This GitHub repository contains the code and tools used in the research paper titled Robustness of graph embedding methods for community detection
(
arXiv:2405.00636
). The project focuses on evaluating robustness of community detection methods based on graph embeddings.
If you use the script please cite this paper:
@article{
title={Robustness of graph embedding methods for community detection},
author={Wei, Zhi-Feng and Moriano, Pablo and Kannan, Ramakrishnan},
journal={arXiv preprint arXiv:2405.00636},
year={2024},
url = {https://arxiv.org/abs/2405.00636}
}
Below is a brief guide to the organization of the repository.
In the folder 0. Package WGE
, you will find some basic tools and functions we designed to carry out various tasks. They are enclosed as a package WGE
, which can be installed from the folder.
In the folder 1. Real World Graph Pre-Processing
, you will find two real-world networks stored in .gml
files. The notebook GML_2_NetworkX & Test.ipynb
is provided to extract the edge list and community membership of nodes in these real-world networks. Additionally, the notebook tests the distribution of community sizes and degree sequences for both networks.
Navigate to 2. Graph Generation and Pre-Processing
to find files (Gene_1k.py
, Gene_1w.py
, Gene_1k.ipynb
, Gene_1w.ipynb
) for generating LFR networks. The betweenness centrality of network nodes are also calculated and output. The notebook Gene_Btwn_Rank.ipynb
allows obtaining node ranks based on betweenness centrality.
In the folder 3. Edge Removal Process
, there are two programs: remove.py
for synthetic LFR graphs and remove_real.py
for real-world graphs. These programs generate sequences of edges and nodes to be removed.

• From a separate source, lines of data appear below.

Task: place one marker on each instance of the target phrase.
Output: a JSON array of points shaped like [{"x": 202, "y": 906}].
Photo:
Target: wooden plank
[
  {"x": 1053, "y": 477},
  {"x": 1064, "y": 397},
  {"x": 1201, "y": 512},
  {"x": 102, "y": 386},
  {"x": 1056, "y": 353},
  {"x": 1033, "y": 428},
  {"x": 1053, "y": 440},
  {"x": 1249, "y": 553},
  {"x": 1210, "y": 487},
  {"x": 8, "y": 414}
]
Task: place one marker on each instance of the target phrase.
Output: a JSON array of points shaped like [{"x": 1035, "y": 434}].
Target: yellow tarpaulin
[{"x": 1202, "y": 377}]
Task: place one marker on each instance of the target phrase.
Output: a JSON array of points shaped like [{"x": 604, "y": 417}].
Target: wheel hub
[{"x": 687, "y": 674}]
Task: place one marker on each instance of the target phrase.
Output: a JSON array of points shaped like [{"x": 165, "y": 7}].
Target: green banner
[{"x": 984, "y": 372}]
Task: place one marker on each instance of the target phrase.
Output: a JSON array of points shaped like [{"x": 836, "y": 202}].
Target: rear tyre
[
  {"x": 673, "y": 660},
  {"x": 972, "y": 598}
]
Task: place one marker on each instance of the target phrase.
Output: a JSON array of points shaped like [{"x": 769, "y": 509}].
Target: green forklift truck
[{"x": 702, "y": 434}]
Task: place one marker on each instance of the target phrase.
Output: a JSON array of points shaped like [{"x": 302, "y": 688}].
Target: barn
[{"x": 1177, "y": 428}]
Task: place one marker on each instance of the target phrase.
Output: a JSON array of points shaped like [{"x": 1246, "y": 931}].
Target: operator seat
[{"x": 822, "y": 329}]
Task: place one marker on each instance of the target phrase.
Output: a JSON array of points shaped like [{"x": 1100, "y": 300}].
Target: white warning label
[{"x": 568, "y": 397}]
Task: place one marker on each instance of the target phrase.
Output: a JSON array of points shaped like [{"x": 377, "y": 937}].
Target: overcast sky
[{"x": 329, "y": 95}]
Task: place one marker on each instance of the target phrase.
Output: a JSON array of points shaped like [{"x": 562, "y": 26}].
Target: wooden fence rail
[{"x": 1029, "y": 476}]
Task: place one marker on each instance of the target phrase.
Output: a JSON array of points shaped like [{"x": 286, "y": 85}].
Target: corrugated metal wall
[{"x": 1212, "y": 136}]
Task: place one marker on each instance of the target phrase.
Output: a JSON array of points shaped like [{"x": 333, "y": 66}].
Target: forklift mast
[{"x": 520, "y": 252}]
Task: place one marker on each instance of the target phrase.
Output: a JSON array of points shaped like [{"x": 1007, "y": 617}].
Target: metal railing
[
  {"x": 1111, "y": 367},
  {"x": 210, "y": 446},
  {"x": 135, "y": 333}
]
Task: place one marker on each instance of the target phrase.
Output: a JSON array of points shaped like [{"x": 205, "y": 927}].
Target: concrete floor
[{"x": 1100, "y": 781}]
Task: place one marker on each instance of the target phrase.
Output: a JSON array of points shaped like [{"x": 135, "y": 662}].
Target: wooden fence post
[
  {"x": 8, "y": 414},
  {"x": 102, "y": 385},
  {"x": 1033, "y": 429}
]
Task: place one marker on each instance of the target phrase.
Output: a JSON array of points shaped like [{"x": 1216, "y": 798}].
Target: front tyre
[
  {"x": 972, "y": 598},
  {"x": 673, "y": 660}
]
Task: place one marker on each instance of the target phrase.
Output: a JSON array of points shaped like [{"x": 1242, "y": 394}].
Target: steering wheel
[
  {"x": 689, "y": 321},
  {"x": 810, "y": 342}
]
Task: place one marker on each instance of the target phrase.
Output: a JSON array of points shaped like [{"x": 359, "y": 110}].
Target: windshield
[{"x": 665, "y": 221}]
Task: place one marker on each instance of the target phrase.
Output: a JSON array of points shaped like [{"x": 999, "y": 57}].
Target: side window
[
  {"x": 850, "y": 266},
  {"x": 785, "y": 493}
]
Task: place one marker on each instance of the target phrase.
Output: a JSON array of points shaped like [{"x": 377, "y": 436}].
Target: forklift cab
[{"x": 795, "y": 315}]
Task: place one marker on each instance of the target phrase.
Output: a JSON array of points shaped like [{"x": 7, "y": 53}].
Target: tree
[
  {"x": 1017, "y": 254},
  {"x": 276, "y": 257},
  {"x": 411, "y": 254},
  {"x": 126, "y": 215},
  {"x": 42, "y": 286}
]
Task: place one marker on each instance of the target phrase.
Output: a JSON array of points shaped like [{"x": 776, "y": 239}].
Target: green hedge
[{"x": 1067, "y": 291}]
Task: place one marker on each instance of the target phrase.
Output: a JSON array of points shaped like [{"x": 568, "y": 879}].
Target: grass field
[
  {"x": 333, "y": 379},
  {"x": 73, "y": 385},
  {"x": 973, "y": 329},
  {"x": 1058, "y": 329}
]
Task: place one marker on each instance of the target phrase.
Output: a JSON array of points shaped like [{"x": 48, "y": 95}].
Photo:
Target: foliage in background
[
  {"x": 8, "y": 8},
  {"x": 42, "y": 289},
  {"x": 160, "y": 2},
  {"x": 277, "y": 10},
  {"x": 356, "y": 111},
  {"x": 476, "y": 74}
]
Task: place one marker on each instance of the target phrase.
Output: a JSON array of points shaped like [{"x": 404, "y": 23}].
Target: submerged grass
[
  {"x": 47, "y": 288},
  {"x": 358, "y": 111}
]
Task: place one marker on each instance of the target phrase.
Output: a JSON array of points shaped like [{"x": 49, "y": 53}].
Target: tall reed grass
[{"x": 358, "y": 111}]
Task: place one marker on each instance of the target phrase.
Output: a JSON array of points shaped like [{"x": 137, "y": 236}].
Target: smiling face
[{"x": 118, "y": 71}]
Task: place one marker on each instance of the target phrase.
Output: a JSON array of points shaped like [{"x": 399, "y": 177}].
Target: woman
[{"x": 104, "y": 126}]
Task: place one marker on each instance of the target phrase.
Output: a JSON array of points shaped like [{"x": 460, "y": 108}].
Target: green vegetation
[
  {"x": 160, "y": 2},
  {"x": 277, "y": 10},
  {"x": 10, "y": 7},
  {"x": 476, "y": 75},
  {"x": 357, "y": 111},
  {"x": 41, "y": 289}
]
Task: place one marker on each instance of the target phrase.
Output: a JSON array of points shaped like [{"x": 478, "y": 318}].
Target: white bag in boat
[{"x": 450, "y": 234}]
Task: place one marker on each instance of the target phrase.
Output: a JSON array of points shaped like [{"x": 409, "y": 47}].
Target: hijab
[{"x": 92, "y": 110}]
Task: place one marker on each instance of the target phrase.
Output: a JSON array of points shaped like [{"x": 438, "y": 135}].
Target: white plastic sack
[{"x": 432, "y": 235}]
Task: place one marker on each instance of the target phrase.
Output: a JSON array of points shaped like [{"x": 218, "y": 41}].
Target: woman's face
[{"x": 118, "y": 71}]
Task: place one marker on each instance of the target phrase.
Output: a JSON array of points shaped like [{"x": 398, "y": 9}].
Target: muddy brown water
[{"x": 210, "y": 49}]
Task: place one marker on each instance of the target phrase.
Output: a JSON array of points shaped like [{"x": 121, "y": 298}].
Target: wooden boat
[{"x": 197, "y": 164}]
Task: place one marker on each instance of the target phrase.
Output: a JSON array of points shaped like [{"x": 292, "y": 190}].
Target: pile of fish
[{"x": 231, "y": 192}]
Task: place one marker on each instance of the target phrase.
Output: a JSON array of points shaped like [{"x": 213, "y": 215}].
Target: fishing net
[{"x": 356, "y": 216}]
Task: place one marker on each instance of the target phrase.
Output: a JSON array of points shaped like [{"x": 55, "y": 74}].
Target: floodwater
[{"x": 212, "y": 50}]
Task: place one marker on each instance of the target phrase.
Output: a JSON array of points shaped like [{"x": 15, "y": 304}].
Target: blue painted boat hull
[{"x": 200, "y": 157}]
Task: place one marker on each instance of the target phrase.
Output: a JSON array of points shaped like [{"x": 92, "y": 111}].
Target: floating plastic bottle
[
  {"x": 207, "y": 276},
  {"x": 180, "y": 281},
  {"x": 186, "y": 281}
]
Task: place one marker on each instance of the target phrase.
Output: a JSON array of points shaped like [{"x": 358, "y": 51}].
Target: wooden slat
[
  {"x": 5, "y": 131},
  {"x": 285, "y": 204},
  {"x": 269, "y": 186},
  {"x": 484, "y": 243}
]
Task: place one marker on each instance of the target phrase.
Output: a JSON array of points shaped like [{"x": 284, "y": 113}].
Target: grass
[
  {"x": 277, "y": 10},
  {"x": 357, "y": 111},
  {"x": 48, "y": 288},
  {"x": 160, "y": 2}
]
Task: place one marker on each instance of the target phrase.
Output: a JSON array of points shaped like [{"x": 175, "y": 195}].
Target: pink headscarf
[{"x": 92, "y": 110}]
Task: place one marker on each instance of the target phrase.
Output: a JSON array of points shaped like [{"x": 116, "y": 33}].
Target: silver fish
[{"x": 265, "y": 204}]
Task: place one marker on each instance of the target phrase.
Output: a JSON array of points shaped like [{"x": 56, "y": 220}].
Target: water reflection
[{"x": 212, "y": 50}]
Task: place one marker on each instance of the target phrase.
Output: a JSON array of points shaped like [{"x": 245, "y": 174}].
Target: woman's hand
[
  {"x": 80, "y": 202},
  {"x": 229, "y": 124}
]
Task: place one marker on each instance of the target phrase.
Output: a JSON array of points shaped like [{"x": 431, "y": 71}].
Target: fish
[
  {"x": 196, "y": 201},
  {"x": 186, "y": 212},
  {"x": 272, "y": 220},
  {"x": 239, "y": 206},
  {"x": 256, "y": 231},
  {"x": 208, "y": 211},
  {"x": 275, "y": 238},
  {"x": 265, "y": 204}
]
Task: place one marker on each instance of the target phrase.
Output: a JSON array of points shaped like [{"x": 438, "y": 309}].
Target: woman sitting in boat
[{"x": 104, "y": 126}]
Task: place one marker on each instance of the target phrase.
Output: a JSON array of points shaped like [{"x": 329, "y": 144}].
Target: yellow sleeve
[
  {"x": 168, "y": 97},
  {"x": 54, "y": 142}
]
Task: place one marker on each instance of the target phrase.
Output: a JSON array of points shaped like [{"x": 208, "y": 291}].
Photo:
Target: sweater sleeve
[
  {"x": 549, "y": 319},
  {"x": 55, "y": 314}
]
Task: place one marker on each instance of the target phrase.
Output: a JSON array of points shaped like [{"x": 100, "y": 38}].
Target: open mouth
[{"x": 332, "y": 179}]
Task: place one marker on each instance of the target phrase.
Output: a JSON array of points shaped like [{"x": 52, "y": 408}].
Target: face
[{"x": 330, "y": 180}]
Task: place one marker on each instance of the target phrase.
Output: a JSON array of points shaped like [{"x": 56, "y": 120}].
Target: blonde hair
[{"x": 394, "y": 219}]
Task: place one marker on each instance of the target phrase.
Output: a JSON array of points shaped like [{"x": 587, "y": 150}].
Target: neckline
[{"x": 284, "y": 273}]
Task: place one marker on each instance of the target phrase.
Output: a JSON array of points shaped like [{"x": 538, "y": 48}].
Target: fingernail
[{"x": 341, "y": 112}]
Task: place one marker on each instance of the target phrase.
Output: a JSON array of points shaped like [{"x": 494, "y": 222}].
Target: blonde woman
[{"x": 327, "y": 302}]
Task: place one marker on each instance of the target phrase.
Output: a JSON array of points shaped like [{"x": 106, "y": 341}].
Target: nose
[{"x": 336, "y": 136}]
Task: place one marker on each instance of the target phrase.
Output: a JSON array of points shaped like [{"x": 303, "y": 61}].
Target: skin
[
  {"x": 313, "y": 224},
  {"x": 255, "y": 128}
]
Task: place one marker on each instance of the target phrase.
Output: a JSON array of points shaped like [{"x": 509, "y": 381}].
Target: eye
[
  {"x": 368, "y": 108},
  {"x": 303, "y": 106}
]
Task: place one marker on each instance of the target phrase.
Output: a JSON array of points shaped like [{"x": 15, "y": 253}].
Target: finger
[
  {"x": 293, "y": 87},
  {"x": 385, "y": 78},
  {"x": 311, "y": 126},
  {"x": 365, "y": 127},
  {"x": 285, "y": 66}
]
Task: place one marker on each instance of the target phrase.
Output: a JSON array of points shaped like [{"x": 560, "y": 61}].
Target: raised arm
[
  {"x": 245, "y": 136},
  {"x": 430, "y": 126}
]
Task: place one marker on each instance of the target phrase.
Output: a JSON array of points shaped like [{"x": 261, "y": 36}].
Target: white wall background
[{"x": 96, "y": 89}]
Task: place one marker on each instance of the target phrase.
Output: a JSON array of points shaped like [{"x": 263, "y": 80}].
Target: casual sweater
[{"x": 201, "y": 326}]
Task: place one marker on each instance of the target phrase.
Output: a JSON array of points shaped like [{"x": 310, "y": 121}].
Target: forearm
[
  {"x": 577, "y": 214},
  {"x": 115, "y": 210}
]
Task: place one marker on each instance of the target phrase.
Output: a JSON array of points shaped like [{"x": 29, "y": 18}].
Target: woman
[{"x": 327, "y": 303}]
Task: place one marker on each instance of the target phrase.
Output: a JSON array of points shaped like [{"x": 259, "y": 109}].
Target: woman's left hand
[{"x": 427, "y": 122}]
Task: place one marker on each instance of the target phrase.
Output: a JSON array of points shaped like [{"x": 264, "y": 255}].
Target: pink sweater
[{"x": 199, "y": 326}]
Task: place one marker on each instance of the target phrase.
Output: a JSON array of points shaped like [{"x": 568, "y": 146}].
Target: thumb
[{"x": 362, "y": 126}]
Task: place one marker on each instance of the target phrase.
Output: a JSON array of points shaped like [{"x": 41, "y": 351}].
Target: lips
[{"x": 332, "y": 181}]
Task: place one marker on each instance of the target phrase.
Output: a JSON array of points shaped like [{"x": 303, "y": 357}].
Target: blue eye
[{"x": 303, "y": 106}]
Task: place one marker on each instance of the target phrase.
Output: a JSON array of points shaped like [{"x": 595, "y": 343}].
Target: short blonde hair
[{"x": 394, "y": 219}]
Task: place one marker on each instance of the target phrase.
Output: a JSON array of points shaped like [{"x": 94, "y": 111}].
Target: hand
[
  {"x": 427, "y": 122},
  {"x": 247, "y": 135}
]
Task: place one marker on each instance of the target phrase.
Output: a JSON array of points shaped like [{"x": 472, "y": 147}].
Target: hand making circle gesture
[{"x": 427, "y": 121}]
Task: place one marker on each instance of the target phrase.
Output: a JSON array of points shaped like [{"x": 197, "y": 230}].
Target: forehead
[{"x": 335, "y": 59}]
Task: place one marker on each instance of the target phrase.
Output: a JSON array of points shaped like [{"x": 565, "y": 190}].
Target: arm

Files with the extension **.stoch_rmv
contain edge removal based on random node selection, while **.rank_rmv
files contain edge removal based on targeted node selection considering betweenness centrality rank.
Navigate to the 4. Main
folder to find programs Graph_Disturb.py
and Graph_Disturb_real.py
. These programs are used to calculate ECS similarity scores with more edges removed from graphs.
Detailed instructions and examples for running the code are provided in each folder's respective README files.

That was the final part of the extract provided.